オズボーン財相のもう一つの失敗(Another mistake by Osborne)

9月上旬にキャメロン内閣の内閣改造が行われる予定だ。そこでジャスティン・グリーニング運輸相が異動するかどうか注目されている。グリーニング運輸相は、昨年10月に、財務省の経済担当閣外相から昇任したばかりだ。通常なら、留任の線が強いと思われるが、グリーニングには、一つ大きな問題がある。ロンドンのハブ空港であるヒースロー空港の第三滑走路を巡る問題だ。

グリーニングは、ロンドン南西部にあるパットニー選挙区から選出されている保守党の下院議員である。2005年、現職の労働党議員を僅差で破り、初当選した。パットニーは、ヒースロー空港への発着航路に入る地域で、2010年の総選挙前には、グリーニングはヒースロー空港の第三滑走路反対運動の中心的なリーダーとして活動し、この総選挙では、労働党候補に大差をつけて勝った。労働党政権が第三滑走路の建設を促進したのに対し、保守党は、反対した。保守党と連立政権を組んだ自民党は、第三滑走路に反対で、しかもロンドンを含むイングランドの南東部の空港の拡張に反対していた。
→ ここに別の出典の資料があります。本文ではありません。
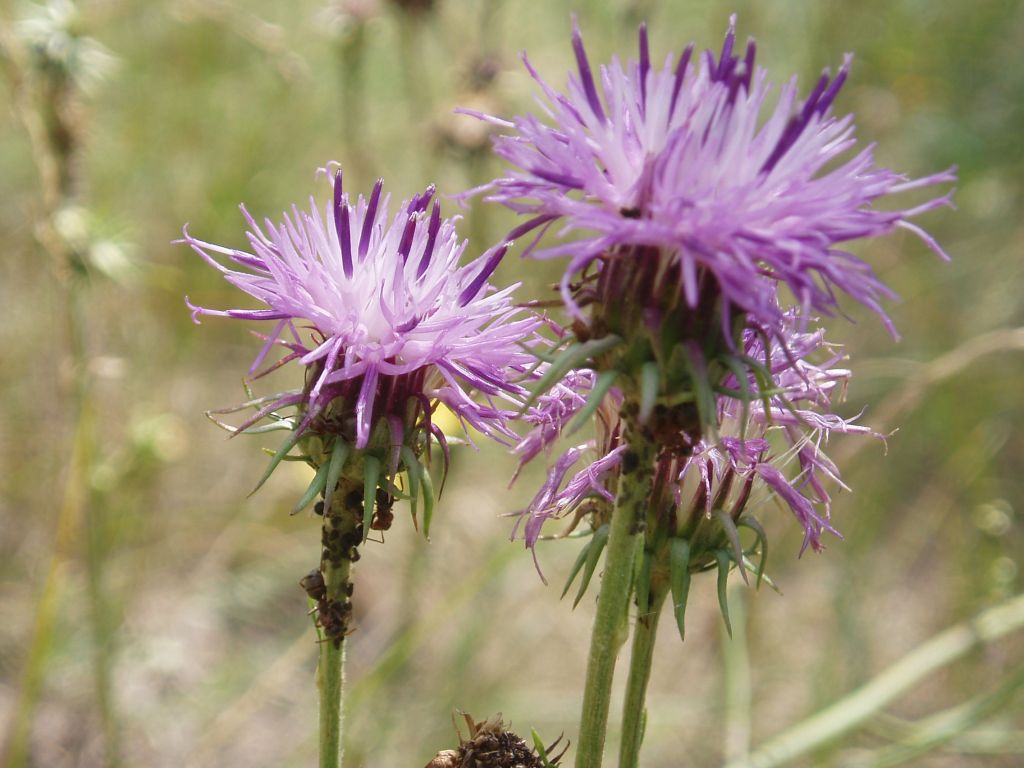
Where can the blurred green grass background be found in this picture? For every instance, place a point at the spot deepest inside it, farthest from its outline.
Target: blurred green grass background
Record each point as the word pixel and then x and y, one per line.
pixel 212 103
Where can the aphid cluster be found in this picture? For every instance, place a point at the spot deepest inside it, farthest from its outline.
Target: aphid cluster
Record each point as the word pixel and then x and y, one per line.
pixel 332 615
pixel 491 745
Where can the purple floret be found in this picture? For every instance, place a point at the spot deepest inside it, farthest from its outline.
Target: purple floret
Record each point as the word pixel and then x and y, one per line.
pixel 380 311
pixel 697 159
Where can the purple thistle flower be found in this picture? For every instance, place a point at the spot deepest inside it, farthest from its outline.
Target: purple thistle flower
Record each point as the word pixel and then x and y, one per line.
pixel 794 417
pixel 695 158
pixel 379 310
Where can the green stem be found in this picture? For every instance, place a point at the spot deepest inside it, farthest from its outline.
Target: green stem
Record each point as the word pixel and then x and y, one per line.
pixel 625 537
pixel 634 713
pixel 340 530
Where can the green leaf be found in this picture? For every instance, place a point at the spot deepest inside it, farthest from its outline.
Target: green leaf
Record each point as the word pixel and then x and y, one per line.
pixel 316 486
pixel 707 407
pixel 723 587
pixel 679 577
pixel 287 445
pixel 371 473
pixel 593 557
pixel 604 382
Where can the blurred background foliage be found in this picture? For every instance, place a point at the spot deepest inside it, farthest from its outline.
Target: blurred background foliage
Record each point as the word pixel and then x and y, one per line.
pixel 183 109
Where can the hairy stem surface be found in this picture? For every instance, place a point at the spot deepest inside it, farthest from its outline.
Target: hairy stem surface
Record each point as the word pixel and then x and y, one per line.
pixel 610 627
pixel 634 713
pixel 340 531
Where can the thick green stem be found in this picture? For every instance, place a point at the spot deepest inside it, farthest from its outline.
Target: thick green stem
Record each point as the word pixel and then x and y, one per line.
pixel 340 535
pixel 634 713
pixel 610 625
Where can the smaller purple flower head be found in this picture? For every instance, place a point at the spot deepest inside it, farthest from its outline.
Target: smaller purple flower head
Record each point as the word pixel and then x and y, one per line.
pixel 696 160
pixel 383 316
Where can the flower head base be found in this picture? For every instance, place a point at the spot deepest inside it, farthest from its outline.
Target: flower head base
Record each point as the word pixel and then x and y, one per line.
pixel 379 310
pixel 695 160
pixel 770 443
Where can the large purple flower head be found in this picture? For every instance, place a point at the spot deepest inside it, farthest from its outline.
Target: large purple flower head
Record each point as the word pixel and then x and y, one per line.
pixel 383 316
pixel 770 443
pixel 698 162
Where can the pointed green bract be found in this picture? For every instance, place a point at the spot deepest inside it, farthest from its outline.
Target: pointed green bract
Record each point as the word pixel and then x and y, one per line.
pixel 604 382
pixel 650 384
pixel 749 521
pixel 371 474
pixel 315 487
pixel 413 470
pixel 707 408
pixel 733 536
pixel 577 566
pixel 593 557
pixel 723 559
pixel 679 577
pixel 287 445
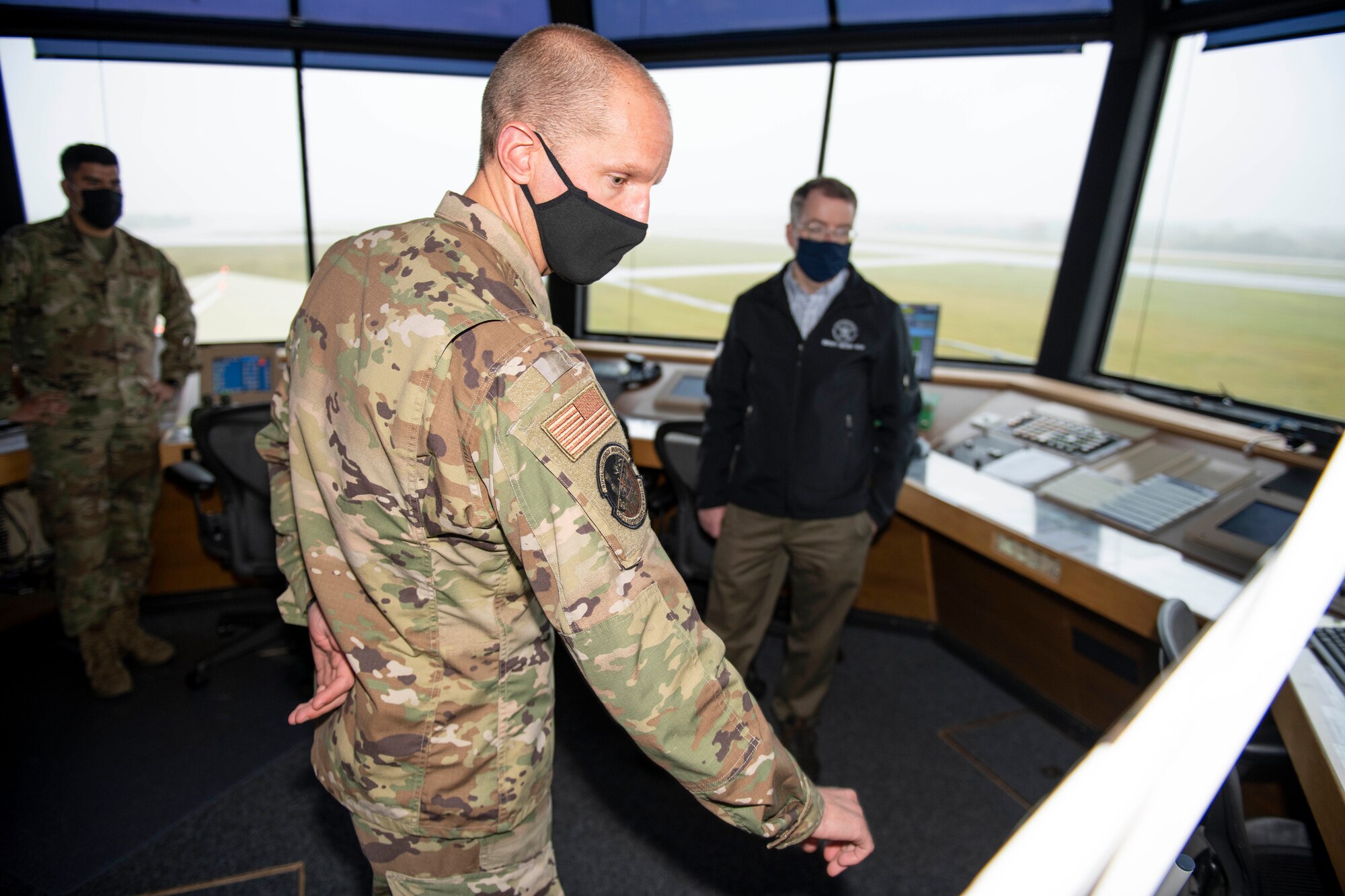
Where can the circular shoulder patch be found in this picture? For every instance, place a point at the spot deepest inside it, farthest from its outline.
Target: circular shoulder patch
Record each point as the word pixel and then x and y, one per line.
pixel 621 483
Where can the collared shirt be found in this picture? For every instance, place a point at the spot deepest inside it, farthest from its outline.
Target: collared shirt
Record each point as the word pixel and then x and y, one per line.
pixel 809 307
pixel 454 490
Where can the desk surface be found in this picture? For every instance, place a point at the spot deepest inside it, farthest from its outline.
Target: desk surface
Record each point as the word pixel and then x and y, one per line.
pixel 1106 569
pixel 1152 568
pixel 1311 715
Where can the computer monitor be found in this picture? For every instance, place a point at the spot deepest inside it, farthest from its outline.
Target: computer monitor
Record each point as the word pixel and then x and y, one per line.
pixel 923 325
pixel 239 373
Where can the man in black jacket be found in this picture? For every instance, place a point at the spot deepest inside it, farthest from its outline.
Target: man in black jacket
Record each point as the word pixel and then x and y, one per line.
pixel 810 430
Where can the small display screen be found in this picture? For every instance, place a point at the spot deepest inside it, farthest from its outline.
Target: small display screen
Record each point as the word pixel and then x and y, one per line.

その結果、連立政権合意書でも、第三滑走路の建設をキャンセルすると謳った。

しかし、保守党が政権について直面したのは、ヒースロー空港のキャパシティは、ほとんど満杯であり、拡張の余地は乏しく、中国、インドそれに南米などの新興工業国との多くのダイレクト航空便がなければ、ダイレクト便のある空港を持つ他の欧州各国との競争で後れを取るということであった。ジョンソン・ロンドン市長らの提唱するテムズ川河口空港建設案なども出されたが、それでは時間がかかり過ぎ、また費用もかなり大きくなることから、第三滑走路の建設が再び見直されてきた。これには経済界からの強い圧力がある。この見直しを中心になって進めているのがオズボーン財相である。

もちろん、第三滑走路の建設見直しについては、マニフェストで約束したことであり、自民党の合意が得られないことは明らかであるために、次期総選挙後になるが、それへの準備をしていく必要がある。しかし、グリーニング運輸相は、それに反対している。そのために、グリーニングの異動が取りざたされているのだ。

これにはオズボーン財相の失敗が関連している。昨年10月にグリーニングは運輸相に任命されるまで、オズボーンの下で閣外相として働いていた。確かに閣僚の中で女性が少なく、ワルジ保守党幹事長を含めてわずか4人であった女性閣僚の数を増やす必要に迫られていたとはいえ、グリーニングのヒースロー空港第三滑走路に関する運動を見れば、運輸大臣として客観的に空港建設問題を判断できるかどうかどうかは疑問だった。特に、自分の下で働いていた人物だけに、この任命にはストップをかけることもできた。ところが、今になって、グリーニングがオズボーンの頭痛の種になっている。オズボーンの判断力がさらに疑問視される一つの例と言えよう。